There are roughly 20^N possible amino acid sequences of length N (or smaller). This is a VERY large number, and a random walk through them will for all practical purposes never cover an appreciable fraction. Even if you/they were right and 98% of changes are forbidden in all proteins (Doesn't sound right to me), it would still be (20^N)/50, with identical conclusions. 3.5 Gyr is nothing in comparison. Not even ven billions of billions of organisms on billions of billions of planets can take a bite out of that number.

Thus, I think the "finding" you describe could not have come out any different, and I wonder if it is really Nature-worthy. Perhaps I misunderstand?

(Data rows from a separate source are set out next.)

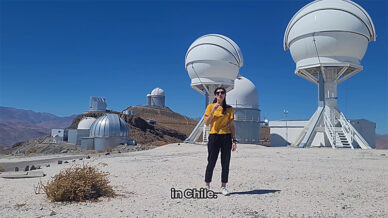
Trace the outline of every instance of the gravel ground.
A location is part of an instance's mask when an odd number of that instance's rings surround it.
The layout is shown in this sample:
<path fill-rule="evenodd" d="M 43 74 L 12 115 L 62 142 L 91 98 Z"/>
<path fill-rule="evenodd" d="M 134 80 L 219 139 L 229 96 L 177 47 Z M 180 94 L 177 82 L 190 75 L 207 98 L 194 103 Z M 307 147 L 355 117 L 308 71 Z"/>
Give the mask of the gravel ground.
<path fill-rule="evenodd" d="M 44 168 L 43 178 L 0 178 L 2 217 L 388 217 L 388 151 L 265 148 L 238 145 L 228 189 L 219 194 L 218 160 L 211 189 L 217 198 L 172 199 L 203 187 L 207 149 L 169 144 L 116 156 L 101 155 Z M 28 158 L 27 158 L 28 160 Z M 26 161 L 26 160 L 23 160 Z M 99 202 L 51 203 L 34 186 L 61 169 L 89 163 L 109 172 L 119 194 Z"/>

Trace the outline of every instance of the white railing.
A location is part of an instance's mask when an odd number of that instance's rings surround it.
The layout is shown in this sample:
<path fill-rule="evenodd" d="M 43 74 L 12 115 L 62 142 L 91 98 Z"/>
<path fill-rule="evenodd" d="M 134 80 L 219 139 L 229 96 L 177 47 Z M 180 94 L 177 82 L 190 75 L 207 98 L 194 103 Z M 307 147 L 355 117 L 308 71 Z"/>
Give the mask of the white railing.
<path fill-rule="evenodd" d="M 202 142 L 207 143 L 209 139 L 209 132 L 210 132 L 210 125 L 209 126 L 203 126 L 202 131 Z"/>
<path fill-rule="evenodd" d="M 354 128 L 352 128 L 353 126 L 348 122 L 348 120 L 346 120 L 342 112 L 337 111 L 336 115 L 338 115 L 338 121 L 342 126 L 342 131 L 345 134 L 346 140 L 348 140 L 350 147 L 354 149 L 353 147 Z"/>
<path fill-rule="evenodd" d="M 342 112 L 339 112 L 339 122 L 345 133 L 346 139 L 348 139 L 350 145 L 353 148 L 352 142 L 355 140 L 362 149 L 371 149 L 369 143 L 361 136 L 361 134 L 353 127 L 353 125 L 345 118 Z"/>
<path fill-rule="evenodd" d="M 329 139 L 329 142 L 331 144 L 332 148 L 336 148 L 336 131 L 335 128 L 330 120 L 330 109 L 328 107 L 325 107 L 325 112 L 323 114 L 323 120 L 325 123 L 325 133 L 327 135 L 327 138 Z"/>

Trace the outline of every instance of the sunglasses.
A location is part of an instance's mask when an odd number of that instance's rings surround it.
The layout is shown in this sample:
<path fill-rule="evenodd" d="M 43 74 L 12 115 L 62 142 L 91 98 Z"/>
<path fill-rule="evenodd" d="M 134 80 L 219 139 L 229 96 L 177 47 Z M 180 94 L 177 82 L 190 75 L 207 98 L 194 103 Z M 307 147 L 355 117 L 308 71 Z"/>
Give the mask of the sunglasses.
<path fill-rule="evenodd" d="M 224 91 L 216 92 L 216 95 L 223 95 L 223 94 L 225 94 Z"/>

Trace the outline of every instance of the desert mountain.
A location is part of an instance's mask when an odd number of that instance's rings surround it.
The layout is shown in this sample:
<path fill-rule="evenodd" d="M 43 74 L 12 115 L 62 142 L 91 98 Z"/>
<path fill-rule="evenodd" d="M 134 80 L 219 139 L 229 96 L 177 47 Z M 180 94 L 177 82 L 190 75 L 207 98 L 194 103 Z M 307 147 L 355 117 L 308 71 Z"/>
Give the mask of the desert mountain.
<path fill-rule="evenodd" d="M 148 149 L 153 146 L 182 142 L 187 138 L 187 135 L 197 123 L 197 121 L 175 113 L 168 108 L 135 106 L 131 107 L 131 109 L 134 112 L 133 115 L 126 115 L 115 111 L 110 111 L 109 113 L 118 114 L 127 122 L 130 129 L 130 139 L 135 140 L 141 145 L 140 147 L 137 147 L 137 149 Z M 104 114 L 104 112 L 85 112 L 77 115 L 72 120 L 71 124 L 65 128 L 76 129 L 83 117 L 98 118 Z M 146 121 L 147 119 L 155 120 L 156 123 L 150 124 L 150 122 Z M 26 129 L 33 129 L 33 127 L 35 126 L 32 124 L 25 126 Z M 6 126 L 5 128 L 7 128 L 9 132 L 13 131 L 10 126 Z M 53 144 L 50 142 L 50 138 L 47 136 L 48 134 L 45 134 L 44 132 L 42 132 L 42 134 L 44 134 L 44 136 L 33 137 L 33 139 L 29 138 L 24 142 L 16 143 L 11 149 L 4 152 L 14 155 L 80 152 L 79 148 L 74 147 L 72 144 L 65 142 Z M 18 136 L 15 137 L 18 138 Z M 123 149 L 126 150 L 126 148 Z"/>
<path fill-rule="evenodd" d="M 51 129 L 65 128 L 75 115 L 58 117 L 50 113 L 0 107 L 0 150 L 32 138 L 47 136 Z"/>

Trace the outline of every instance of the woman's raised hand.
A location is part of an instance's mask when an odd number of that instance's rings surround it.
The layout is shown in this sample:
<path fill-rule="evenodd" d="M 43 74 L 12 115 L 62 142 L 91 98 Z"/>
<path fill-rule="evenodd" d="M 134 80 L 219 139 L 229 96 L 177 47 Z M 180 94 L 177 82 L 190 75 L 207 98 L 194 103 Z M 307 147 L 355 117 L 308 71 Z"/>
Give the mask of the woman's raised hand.
<path fill-rule="evenodd" d="M 220 104 L 217 102 L 217 103 L 215 103 L 214 104 L 214 106 L 213 106 L 213 110 L 212 110 L 212 113 L 214 113 L 216 110 L 217 110 L 217 108 L 220 106 Z"/>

Also, convergent evolution is more of a phenomenon than a "notion". It is real and has been observed many times (see http://en.wikipedia.org/wiki/List_of_examples_of_convergent_evolution). I did not find your definition as "the idea that there are a limited number of molecular or physiological solutions that life can use" in the Wikipedia page you reference, and it strikes me as not completely accurate.

Caleb Scharf said...

Right, as you point out the possible combinations are huge. However I think the point is that natural selection does much, much better than a random walk at finding 'solutions' for sequences that end up folding into the right type of protein structure to accomplish useful/critical biological tasks. The assumption has been that 'ancient' protein codes- shared by organisms - get locked down after a couple billion years of evolution, so this finding in the Nature paper that they are in fact still 'diverging' (i.e. changing between diverse species) is surprising.

I guess my interpretation of convergent evolution is along the Conway-Morris lines - i.e. that the *reason* many entirely different species end up looking similar, or using similar biochemical or physiological strategies is that there really is a deep limit to how many workable solutions there are for biological molecular functions. This is therefore predicated on the idea that these solutions are stable and found - protein divergence (as in the Nature paper) indicates that at best even on the Earth this point hasn't yet been reached, hence I would say that evolution has *not* yet 'converged' here - which begs the question of how much longer it will take...

Eniac said...

You have many good points. I disagree, though, that protein _sequence_ divergence (as in the Nature paper) says anything about how completely functional space has been explored. In my opinion it only shows that there are (practically infinitely) many sequences for a given function, and we knew that already.

Evidence that the functional space has not been fully explored is the absence in biology of wheels, electric motors, nuclear power, and many other things that required our intellect rather than evolution to come into being.

protein said...

Have any of you ever read anything by Richard Dawkins?